Это не сон и не грезы. Это правда. Там, за стеклом, – ее сын, полная копия своего погибшего отца.

«Вот он каким стал, мой мальчик! – с гордостью подумала она и, подхватив сумку, ринулась к выходу. – Тогда, выходит, старичок… папа? Боже, как он изменился…»

– Хелло! – подошла она к троице встречавших.

Они изумленно оглядели статную незнакомку. Надины глаза восторженно и немного завистливо блеснули за очочками, и девушка тут же принялась лихорадочно одергиваться и оправлять платье, даже живот старательно подтянула: у прибывшей в отличие от нее фигура была безукоризненной. Но ножки Надины так и остались стоять немножко косолапо, носками внутрь.

Однако Инна не замечала смущения своей будущей невестки. Она не отрываясь глядела в ярко-голубые глаза сына. Такая голубизна бывает только у неба – неба, отнявшего жизнь у ее любимого.

А Леша тоже, как загипнотизированный, уставился на мать. Казалось, он пытался что-то припомнить и не мог. Во взгляде не было радости, только напряжение.

Затянувшееся молчание было прервано старческим брюзжанием:

– Явилась не запылилась, кхе-кхе! И даже не поздоровается. Или так принято в мире загнивающего капитализма?

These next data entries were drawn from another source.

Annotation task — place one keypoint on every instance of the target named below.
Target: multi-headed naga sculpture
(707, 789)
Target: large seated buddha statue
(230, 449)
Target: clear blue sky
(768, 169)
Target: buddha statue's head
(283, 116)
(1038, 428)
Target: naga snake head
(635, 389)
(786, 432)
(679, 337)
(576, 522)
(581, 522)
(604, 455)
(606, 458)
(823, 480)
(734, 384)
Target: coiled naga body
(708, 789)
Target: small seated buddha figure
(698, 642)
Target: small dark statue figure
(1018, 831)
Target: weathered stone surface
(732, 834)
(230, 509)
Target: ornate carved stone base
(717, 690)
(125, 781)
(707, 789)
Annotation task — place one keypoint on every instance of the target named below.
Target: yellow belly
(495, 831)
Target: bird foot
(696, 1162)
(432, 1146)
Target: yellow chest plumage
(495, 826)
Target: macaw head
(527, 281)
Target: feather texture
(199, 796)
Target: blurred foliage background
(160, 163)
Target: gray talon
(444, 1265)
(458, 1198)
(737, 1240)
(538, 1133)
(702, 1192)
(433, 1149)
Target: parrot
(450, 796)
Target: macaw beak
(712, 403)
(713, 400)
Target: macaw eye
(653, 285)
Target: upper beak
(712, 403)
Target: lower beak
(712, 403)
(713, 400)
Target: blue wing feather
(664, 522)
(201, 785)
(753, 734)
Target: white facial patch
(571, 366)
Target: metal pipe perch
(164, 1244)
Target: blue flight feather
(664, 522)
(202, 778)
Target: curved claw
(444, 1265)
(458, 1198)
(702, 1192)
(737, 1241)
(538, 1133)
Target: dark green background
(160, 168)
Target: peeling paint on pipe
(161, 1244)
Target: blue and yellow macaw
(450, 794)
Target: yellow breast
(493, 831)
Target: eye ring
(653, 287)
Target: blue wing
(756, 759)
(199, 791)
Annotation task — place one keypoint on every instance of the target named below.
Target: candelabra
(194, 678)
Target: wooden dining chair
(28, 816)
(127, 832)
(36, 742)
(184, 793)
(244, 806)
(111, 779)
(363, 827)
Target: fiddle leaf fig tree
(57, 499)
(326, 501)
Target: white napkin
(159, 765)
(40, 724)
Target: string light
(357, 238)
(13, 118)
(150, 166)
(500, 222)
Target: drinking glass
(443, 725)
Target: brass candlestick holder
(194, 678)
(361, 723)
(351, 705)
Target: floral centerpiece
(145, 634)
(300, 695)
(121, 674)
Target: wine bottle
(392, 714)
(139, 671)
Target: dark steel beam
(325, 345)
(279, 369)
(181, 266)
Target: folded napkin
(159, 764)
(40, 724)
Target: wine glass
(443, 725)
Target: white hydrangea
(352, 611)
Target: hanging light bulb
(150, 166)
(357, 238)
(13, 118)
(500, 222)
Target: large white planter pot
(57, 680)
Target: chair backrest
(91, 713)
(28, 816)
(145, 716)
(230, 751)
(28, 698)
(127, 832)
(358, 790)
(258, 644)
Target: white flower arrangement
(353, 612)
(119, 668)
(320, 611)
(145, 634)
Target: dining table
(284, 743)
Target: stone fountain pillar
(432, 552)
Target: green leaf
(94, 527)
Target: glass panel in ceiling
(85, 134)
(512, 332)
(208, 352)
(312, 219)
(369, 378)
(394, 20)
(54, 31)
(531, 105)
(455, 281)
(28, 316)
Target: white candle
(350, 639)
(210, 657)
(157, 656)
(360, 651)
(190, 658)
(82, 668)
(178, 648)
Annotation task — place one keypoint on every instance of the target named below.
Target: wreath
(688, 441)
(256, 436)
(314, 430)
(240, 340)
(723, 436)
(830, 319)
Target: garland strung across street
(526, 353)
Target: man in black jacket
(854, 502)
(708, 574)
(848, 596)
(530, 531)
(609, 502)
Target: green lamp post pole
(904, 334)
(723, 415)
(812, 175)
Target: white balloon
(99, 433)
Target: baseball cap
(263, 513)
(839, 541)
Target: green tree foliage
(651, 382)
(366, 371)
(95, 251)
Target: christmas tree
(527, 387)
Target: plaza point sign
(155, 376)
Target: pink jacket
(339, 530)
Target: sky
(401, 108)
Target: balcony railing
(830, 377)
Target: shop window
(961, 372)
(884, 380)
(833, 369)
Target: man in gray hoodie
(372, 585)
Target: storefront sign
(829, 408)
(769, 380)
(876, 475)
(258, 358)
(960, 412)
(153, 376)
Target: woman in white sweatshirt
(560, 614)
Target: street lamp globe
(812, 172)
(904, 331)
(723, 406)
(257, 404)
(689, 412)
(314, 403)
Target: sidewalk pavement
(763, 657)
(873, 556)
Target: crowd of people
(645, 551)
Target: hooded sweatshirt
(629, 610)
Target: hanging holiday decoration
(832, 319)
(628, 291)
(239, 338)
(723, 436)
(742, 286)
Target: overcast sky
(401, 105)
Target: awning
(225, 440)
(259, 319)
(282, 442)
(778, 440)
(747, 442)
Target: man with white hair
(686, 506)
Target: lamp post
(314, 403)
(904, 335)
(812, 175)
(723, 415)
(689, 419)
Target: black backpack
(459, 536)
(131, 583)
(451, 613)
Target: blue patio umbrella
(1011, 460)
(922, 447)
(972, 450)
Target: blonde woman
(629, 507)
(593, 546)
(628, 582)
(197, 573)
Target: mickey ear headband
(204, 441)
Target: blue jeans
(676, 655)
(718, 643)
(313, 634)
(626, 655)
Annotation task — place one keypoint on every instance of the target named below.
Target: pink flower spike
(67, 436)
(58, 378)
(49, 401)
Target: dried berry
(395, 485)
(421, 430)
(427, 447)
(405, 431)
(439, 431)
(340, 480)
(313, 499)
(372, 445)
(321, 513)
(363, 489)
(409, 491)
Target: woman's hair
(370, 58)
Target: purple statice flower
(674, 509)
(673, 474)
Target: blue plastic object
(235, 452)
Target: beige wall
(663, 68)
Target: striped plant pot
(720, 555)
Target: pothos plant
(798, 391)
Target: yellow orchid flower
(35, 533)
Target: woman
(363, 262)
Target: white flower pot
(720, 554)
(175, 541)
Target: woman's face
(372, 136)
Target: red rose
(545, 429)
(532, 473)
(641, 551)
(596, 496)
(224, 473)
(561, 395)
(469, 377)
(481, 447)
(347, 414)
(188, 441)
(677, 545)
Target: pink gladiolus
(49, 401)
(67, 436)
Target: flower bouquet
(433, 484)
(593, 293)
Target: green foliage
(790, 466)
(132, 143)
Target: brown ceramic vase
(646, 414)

Инна спохватилась: и правда! Для отца иностранное словечко «хелло» не могло, конечно, быть настоящим приветствием. В его глазах оно свидетельствовало скорее о распущенности нравов. Постарел, иссох, а характер не изменился.

– Здравствуй, папа! – Она наклонилась, чтобы поцеловать сморщенную щеку, однако старик брезгливо отстранился, и она чмокнула лишь воздух.

Инна не обиделась: она привыкла терпимо относиться к чужим причудам. Да и не до отца ей в общем-то было. Ведь рядом стоял ее мальчик!

Но это – на потом, на сладкое. И она шагнула сперва к Наде, протянув ей руку:

– Здравствуйте, Надежда. Я рада вашему знакомству.

– Вы хотели сказать – нашему знакомству! – защебетала девушка, вцепившись в тонкую ладонь Инны пухленькими пальчиками. – Я тоже очень, очень рада!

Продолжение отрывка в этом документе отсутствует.